As Kreider writes in her introduction to the session, ‘arguably, the infrastructures and patterns of behaviour that we are establishing quickly and rapidly in response to the coronavirus crisis will remain with us, in one form or another, for some time to come.’ This online seminar provided a moment of pause amongst the flurry of activity; a chance to think about how to be together in these strange, difficult and unusual times. How might some of the micro- solutions we find to manage ourselves, our daily routines and rhythms influence the macro structures our collective lives fit within? Importantly within all this mess, how do we envision our future world, how might we inhabit this world and how, more importantly can a space be opened for thinking and feeling together?
Johanna and I in our first appearance in ‘public’ since 08 Feb 2020 introduced the group to some of our recent and ongoing thinking around the performance of the ‘The Meeting’. Why do we meet? How do we meet? What are the protocols of ‘The Meeting’? How have they evolved over time, and how are they changing as we move on-line? There will also be a bit of thinking and talking about ‘flourishing’ and ‘withdrawal’.
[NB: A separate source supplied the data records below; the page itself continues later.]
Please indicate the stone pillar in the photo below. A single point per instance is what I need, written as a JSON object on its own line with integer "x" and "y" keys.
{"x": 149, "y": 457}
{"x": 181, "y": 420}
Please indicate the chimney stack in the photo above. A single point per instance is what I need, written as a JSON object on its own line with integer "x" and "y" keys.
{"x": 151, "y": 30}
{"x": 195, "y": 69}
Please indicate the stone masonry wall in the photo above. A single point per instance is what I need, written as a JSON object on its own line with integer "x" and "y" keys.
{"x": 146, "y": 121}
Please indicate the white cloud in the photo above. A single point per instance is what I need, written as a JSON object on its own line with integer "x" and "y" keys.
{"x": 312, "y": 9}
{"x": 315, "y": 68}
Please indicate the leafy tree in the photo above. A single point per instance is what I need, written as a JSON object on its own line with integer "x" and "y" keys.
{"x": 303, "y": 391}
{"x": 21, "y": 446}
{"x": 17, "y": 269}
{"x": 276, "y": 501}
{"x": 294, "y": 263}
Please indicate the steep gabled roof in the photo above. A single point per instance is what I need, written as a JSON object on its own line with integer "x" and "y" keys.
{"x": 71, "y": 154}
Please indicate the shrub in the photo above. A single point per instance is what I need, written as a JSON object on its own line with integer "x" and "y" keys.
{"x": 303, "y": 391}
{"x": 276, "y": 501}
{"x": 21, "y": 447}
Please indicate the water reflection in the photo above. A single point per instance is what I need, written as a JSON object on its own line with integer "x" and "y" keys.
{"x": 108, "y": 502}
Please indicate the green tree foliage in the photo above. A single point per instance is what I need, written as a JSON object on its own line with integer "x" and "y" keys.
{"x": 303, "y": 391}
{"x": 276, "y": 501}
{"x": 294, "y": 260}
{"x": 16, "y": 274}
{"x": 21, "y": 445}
Johanna Linsley is an artist, researcher and producer of performance. Her work is collaborative and often iterative, resulting in multiple outcomes or versions. She is interested in contemporary performance and Live Art; documentation of performance; sound, listening and the voice; queer domesticity; and modes of assembly. She is currently a lecturer at University of Dundee and postdoctoral research associate on the Leverhulme-funded project Acts of Assembly at the University of Roehampton.
Rebecca Collins is an artist researcher and lecturer in contemporary art theory at Edinburgh College of Art, University of Edinburgh. Her main research interests are in the fields of sound, listening, performance and writing. She is particularly interested in thinking through and developing practice-based methodologies for investigating aural attention, affect, mood and atmosphere through listening, text and vocal delivery techniques.